CASE STUDY #3

Managed Care Company Implements Tiered Approach to Search and Reaches Beyond Healthcare

Opportunity
The Southwest-based claims processing operation of the nation’s second largest managed care company needed a new General Manager. The company had already terminated one General Manager due to lackluster claims performance as compared to other regions.
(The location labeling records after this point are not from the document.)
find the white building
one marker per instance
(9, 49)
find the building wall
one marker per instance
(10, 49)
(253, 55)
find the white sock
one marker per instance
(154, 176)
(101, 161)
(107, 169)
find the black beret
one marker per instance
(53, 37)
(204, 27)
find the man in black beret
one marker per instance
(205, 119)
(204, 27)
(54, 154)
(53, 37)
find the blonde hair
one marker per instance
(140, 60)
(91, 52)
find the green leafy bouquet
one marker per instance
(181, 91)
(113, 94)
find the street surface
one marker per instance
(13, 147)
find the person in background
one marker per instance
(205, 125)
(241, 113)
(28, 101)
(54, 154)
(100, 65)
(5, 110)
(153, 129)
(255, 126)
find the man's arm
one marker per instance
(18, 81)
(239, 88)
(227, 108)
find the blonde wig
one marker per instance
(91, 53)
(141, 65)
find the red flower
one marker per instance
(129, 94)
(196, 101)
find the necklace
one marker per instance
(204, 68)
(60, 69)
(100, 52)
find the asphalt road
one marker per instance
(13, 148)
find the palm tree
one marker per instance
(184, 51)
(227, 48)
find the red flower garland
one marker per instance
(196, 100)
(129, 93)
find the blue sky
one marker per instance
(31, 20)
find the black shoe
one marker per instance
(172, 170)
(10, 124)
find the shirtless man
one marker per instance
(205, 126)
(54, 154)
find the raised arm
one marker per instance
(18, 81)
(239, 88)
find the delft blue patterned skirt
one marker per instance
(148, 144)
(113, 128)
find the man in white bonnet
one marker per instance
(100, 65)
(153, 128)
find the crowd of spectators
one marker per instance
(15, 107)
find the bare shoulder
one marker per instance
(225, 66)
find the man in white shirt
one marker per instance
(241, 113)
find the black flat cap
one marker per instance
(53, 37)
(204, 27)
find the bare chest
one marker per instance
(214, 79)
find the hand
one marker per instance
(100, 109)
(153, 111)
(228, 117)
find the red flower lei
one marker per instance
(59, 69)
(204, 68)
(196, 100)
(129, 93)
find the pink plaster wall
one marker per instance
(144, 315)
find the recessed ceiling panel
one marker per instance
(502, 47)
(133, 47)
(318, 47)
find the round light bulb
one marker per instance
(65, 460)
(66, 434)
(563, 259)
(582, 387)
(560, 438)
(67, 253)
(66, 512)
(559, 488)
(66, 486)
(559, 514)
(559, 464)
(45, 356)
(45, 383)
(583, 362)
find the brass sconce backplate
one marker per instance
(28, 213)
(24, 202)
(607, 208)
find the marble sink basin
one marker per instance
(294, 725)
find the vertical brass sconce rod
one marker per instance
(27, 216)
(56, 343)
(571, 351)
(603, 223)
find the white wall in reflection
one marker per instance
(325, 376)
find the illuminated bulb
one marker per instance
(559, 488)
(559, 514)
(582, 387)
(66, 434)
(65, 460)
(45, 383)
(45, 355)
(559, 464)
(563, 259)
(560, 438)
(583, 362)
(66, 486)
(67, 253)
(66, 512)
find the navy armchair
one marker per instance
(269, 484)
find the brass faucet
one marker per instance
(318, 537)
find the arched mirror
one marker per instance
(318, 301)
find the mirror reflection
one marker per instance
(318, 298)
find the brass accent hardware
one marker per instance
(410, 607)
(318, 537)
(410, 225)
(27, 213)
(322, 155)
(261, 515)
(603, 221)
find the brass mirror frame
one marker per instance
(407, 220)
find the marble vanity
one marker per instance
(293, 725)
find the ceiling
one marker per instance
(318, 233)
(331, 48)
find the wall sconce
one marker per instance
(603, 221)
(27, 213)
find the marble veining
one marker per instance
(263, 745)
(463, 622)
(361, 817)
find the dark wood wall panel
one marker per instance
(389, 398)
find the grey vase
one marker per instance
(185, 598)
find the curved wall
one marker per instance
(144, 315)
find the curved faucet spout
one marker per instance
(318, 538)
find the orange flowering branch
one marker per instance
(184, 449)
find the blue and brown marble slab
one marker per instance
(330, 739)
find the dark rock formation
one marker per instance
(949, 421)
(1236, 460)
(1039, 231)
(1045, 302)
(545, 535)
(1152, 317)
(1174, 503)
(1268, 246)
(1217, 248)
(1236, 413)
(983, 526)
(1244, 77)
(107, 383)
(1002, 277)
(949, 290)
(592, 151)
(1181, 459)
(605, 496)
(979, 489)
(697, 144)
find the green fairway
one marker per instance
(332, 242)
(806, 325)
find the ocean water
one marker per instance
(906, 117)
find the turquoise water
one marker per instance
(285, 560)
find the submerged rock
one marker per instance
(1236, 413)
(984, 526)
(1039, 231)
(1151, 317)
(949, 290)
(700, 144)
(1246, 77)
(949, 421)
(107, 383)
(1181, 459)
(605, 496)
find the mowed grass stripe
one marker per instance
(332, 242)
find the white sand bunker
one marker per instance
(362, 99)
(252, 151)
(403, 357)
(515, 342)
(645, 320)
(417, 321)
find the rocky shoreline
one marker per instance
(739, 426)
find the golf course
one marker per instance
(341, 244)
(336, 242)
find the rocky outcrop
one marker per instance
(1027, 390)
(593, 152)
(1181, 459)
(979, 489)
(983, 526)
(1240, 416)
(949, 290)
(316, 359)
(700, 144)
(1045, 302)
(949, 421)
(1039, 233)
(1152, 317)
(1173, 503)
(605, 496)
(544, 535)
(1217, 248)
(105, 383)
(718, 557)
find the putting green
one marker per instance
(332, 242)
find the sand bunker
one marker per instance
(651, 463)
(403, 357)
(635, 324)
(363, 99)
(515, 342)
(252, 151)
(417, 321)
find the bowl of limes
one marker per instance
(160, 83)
The new executive would manage some 500 employees in an intense, high-volume environment involving the processing of electronic, telephonic and paper transactions.

Solution

  • Recruit directly out of competing managed care companies with similar employee numbers and transaction volume
  • Identify alternatives to finding candidates within similarly sized healthcare operations.
  • Seek out candidates from high-transaction environments within other industries.
  • Work closely with consultants who specialize in the claims business.

Implementation

  • Identify expectations and sources of candidates and referrals with corporate executives.
  • Document expectations, style and cultural issues with regional team members.
  • Broker and blend corporate and regional expectations, goals, needs, preferences, and solutions.
  • Create a written profile featuring expectations, challenges, cultural dynamics and a position description.
  • Develop and refine a tiered search strategy: (1) healthcare claims processing, (2) high-transaction environments outside of healthcare, (3) suppliers of claims processing technologies, and (4) associations and opinion leaders.

Results

  • The candidate was hired and working within 55 days of the signed search engagement.
  • The new general manager was hired away from a well-known, Fortune 100 company with a reputation for handling large volume transactions.

Lessons Learned

  • Consult corporate and regional offices on needs, goals and expectations for candidates, making sure all parties are on the same page.
  • Look beyond obvious or likely sources of prospects.
  • Evaluate the constraints and opportunities of searching for candidates outside of healthcare.
  • Consider a multi-tiered approach to search, beginning with your own industry and then branching out to similar environments in other industries.
  • Tap vendors, societies, and associations as referral sources.
  • Seek candidates who may come from outside of healthcare, but who have some healthcare experience.
  • Hire the best and the brightest—no matter what their industry. “These individuals typically have a short runway to learning a new business,” says Brad Newpoff, CEO of BeechTree Partners.